…cont’d

Addressing Restructuring, Including Plan Mergers, Splits and Conversions

Curiously, the report does not recommend that the concept of a partial windup be eliminated completely, despite recommending immediate vesting under all circumstances, expanded grow-in for all involuntary terminations, and the elimination of surplus distributions and annuity purchases on partial windups.

The proposal to eliminate surplus distributions and annuity purchases would improve benefit security for continuing plan members. However, the proposal to treat termination benefits differently between those provided to voluntary and involuntary terminations, and to those provided to SEPP and MEPP/JSPP members, appears open to questions of equitability, and might create additional complexity for plan sponsors.

Plans at Risk

The report recommends that the Superintendent should “develop methods to assess the status” of pension plan sponsors to determine “whether that status may put plans at risk.” The report goes on to recommend that the Superintendent should have the power to require additional valuations and to approve alternate funding arrangements for “plans at risk.” It also recommends that the maximum guaranteed Pension Benefits Guarantee Fund (PBGF) pension should increase to $2,500 from $1,000 per month; PBGF premiums should take into account more “risk-generating factors”; benefit improvements made within five years of plan failure should not be guaranteed by the PBGF; the PBGF should be operated on a self-funded basis; and alternatives to the PBGF should be considered and reviewed.

While efforts to improve risk management are a worthy objective, it is questionable as to whether pension regulators have the resources, or are in the appropriate position to evaluate the financial status of pension plan sponsors. Regulatory powers to address funding concerns should be limited and clearly detailed in legislation so that a sponsor knows what to expect. Otherwise, unexpected accelerated funding obligations could expose many pension plan sponsors to greater risk of insolvency, which, paradoxically, would increase the risk that promised pension benefits will not be fully funded.

Regulation and Governance

The report makes several positive recommendations for pension plan regulation. If adopted, they could lead to greater clarity in pension regulation and fewer disputes in the courts. However, the recommendations might also necessitate a significant increase in regulatory staffing and budgetary requirements.

The report recommends that a “pension champion” within the Ministry of Finance should be created with a mandate to consult with stakeholders, promote innovation within the pension system, and develop pension policy standards for good governance. It also recommends that the government should conduct a review of the PBA every eight years. In general direction, the report recommends greater plan member involvement in the oversight of pension plans, stopping just short of mandating joint governance.
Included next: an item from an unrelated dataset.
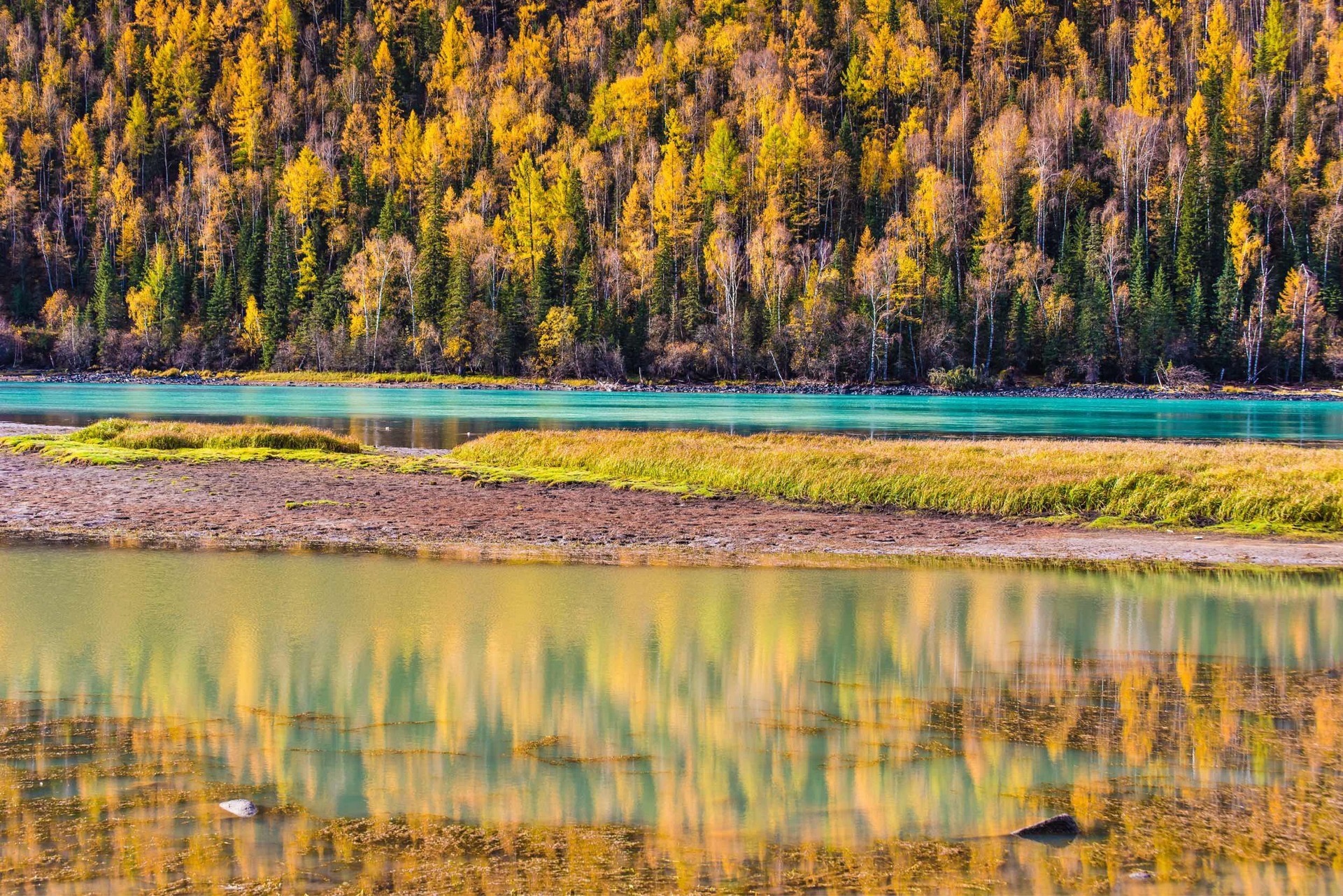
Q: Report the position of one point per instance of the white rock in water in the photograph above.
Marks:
(241, 808)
While regular reviews of the PBA are desirable, the implementation of the recommendations relating to pension plan governance will significantly increase the cost and complexity of administering pension plans.
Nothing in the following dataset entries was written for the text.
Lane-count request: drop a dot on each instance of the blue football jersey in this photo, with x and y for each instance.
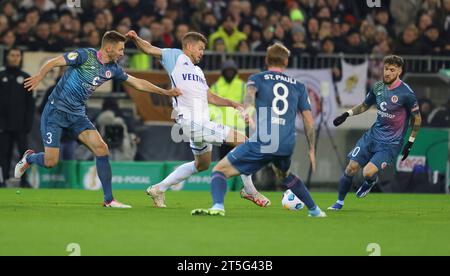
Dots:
(279, 98)
(85, 73)
(394, 107)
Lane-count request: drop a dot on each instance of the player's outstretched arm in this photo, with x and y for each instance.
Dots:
(147, 87)
(32, 82)
(310, 133)
(352, 112)
(416, 123)
(144, 45)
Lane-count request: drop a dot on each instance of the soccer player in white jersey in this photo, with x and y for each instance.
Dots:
(192, 113)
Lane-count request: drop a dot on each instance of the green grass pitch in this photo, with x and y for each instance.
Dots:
(44, 222)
Plan Design and Innovation

The report makes three key recommendations relating to pension plan design and innovation:

•A single employer should be able to establish a “target benefit” pension plan, to be funded on a going concern basis and governed by a joint board of trustees with a union or association representing members;
•Pension policy and legislation should encourage large-scale, multi-sponsor plans and “encourage cooperation” among smaller plans; and
•Expansion of the Canada Pension Plan or the creation of a comparable provincial pension plan should be explored

These suggestions are a step in the right direction, insofar as the proposed changes provide increased flexibility for new pension plan designs, risk-sharing arrangements and asset pooling. But they do not go far enough. Pension regulation should focus on three primary goals: promoting increased pension plan coverage, clarifying the benefit promise made by a pension plan, and ensuring that the promised benefits are delivered. Unfortunately, the OECP report addresses only the second and third goals. Given that the long-term security of millions of employees is at stake, it is not enough to settle for the old adage that “two out of three ain’t bad.” Ontario’s workers deserve a perfect score.

Steve Bonnar has been with Towers Perrin for over 25 years and is a Principal in the Toronto office.